Marion’s gown shimmered in the light as she stepped into the grand ballroom on Kristoph’s arm. She smiled as she looked around at the assembled guests of the Gallifreyan embassy on Minas Luimnea. Many of them, especially the males, looked back at her, and some of them kept looking. She still found that amazing. Very briefly she remembered that she was born in Birkenhead and had no further ambition than becoming a teacher. She always reminded herself of that whenever she stepped into rooms like this. It kept her feet on the ground.

“I could make them forget where the ground is,” Kristoph whispered as they joined Hesthor and Bolar and the Ambassador and his wife, Lord and Lady Coeus, to greet the guest of honour tonight, the High Mage of Minas Luimnea. Marion knew, because Kristoph had explained to her, that a High Mage was something like a king, or emperor, but elected like a president. He was the ruler of the planet and one of the most powerful men in the galaxy. His robes were even more elaborate, if that was possible, than the robes worn by Kristoph and the other Gallifreyans.

As she made a very proper curtsey, she wondered if the girl she used to be in Birkenhead would have been able to cope with all of this. She had never even met the Mayor of Liverpool. Now a Grand Mage, absolute ruler of a whole planet took her hand and kissed it.
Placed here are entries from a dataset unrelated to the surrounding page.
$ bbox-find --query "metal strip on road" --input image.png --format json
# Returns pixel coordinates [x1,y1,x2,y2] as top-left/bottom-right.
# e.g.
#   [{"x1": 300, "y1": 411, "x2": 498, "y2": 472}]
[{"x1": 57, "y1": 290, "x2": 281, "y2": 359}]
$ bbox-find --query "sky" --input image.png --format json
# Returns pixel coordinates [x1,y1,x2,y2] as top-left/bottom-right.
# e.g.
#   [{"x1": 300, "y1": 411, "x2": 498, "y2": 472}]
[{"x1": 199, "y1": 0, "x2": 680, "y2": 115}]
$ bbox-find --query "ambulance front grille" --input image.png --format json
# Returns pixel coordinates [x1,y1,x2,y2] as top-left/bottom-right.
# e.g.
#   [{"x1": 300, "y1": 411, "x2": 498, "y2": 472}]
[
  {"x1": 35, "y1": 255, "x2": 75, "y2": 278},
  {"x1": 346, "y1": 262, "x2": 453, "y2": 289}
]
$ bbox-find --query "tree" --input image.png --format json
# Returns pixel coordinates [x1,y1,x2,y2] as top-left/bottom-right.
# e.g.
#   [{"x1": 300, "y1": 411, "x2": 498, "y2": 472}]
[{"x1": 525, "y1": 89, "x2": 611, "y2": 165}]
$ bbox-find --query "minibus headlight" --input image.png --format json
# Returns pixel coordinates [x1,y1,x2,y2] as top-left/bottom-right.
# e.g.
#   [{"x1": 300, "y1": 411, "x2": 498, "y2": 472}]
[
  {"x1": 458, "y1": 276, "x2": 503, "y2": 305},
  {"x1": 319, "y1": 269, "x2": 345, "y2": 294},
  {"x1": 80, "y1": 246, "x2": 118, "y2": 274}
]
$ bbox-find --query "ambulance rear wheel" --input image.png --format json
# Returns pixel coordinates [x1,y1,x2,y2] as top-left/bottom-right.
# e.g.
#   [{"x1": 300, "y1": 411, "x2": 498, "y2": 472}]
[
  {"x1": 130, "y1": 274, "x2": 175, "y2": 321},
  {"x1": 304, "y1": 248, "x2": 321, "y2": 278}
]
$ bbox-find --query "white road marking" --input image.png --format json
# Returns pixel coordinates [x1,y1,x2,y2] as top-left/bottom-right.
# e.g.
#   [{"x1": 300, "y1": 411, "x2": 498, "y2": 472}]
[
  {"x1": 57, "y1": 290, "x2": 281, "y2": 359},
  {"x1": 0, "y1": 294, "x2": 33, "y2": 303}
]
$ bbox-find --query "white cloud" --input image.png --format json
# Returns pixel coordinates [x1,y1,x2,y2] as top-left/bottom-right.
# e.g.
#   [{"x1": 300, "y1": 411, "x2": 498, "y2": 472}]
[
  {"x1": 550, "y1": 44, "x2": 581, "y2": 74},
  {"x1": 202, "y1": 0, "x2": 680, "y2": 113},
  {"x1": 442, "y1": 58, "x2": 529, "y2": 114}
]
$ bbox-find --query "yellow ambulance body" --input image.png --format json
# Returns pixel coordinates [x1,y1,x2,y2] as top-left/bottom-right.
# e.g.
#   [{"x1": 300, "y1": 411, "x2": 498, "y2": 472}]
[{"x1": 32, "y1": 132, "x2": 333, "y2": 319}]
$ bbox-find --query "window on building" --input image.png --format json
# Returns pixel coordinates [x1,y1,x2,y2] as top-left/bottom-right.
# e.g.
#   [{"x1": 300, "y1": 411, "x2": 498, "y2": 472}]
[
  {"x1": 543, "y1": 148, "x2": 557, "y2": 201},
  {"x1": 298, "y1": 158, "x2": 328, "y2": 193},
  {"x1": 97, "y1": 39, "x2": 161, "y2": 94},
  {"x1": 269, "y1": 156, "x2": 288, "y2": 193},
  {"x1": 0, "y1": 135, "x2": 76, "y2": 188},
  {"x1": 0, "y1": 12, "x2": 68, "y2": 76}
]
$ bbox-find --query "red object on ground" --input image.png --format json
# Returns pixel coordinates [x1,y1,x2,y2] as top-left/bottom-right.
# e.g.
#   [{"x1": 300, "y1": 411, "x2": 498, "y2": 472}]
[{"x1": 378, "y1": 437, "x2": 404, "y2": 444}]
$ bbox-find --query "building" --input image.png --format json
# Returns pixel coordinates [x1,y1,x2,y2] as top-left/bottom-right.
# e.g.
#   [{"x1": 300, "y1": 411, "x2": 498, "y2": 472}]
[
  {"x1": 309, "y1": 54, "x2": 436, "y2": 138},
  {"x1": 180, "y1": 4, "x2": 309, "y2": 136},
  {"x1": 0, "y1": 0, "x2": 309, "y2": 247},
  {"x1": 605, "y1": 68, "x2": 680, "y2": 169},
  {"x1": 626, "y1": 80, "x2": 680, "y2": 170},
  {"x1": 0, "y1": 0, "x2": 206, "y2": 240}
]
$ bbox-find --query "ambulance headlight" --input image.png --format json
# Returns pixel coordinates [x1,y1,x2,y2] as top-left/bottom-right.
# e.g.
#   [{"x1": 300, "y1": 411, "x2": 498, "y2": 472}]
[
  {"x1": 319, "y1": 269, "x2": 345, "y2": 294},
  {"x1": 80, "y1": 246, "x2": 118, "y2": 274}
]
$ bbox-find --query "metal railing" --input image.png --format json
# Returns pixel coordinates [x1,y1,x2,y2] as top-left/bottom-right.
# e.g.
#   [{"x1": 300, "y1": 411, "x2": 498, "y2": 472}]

And she knew how to respond to that. She knew the protocol. She knew how to step back without falling over the hem of her ankle length gown. She knew how to walk on Kristoph’s arm at a certain speed, without getting out of step and tripping somebody else. She no longer worried that she was going to do that. She was confident about herself in the presence of so many people who were more important than she was.
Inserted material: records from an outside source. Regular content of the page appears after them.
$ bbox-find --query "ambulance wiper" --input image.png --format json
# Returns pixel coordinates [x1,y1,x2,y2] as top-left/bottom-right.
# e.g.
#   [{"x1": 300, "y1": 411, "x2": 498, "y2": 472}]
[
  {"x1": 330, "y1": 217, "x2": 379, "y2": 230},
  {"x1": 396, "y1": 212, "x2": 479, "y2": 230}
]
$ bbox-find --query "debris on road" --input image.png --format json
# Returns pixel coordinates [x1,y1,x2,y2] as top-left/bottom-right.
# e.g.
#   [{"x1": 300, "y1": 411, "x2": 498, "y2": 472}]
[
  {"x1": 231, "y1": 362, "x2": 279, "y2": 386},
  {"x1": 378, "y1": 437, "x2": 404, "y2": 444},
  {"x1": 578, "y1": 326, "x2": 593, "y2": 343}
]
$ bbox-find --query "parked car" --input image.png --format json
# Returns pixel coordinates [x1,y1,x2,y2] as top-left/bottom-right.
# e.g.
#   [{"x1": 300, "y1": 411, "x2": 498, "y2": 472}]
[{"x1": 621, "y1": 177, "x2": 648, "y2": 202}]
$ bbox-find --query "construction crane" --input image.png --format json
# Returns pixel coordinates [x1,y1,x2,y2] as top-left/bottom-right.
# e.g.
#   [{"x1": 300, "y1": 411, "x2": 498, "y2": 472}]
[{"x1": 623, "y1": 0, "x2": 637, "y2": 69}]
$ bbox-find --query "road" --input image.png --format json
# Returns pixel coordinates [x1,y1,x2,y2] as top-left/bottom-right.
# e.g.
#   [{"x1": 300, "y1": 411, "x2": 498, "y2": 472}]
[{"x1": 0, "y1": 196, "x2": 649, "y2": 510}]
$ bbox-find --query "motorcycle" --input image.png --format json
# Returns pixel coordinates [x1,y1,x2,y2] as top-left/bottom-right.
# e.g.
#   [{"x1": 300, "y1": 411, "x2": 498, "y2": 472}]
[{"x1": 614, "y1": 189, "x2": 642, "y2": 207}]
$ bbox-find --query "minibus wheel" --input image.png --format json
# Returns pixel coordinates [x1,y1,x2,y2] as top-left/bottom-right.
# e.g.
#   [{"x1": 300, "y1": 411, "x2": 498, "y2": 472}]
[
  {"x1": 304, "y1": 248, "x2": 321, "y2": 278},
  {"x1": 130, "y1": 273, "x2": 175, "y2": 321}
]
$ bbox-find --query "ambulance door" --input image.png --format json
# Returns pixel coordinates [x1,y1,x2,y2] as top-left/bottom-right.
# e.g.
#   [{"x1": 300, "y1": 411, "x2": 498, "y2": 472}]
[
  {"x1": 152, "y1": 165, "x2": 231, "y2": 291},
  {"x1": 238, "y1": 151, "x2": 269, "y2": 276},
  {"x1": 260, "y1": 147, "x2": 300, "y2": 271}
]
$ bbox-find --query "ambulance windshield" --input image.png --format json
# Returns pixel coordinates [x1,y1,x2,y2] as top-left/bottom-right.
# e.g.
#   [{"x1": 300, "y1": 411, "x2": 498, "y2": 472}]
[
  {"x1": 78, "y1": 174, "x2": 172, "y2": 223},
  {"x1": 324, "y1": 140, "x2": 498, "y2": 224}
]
“Quite a lot of them aren’t more important than you,” Kristoph whispered as he led her onto the dance floor in proper order after the High Mage and the Ambassador and the Vice Consul. . “I am here as representative of the Lord High President – our equivalent of a Viceroy. I am, therefore, almost as important as the High Mage himself. And as my Lady, you are fully equal to them all.” He smiled at her and then whispered again. “And, my dear, you need not worry. Your psychic wall is working perfectly on everyone else. But I, after all, am your husband. I know your mind much better than anyone. I can see your thoughts.“

“Good,” she said. “I don’t want to have secrets from you.”

“You remember of course, that I have to spend some time talking to the High Mage later. You will be expected to mingle and dance. Most of the guests are humanoid, you’ll be relieved to know.

“I noticed the Denassian Ambassador,” she said “Those extra arms make him a very creative dancer!”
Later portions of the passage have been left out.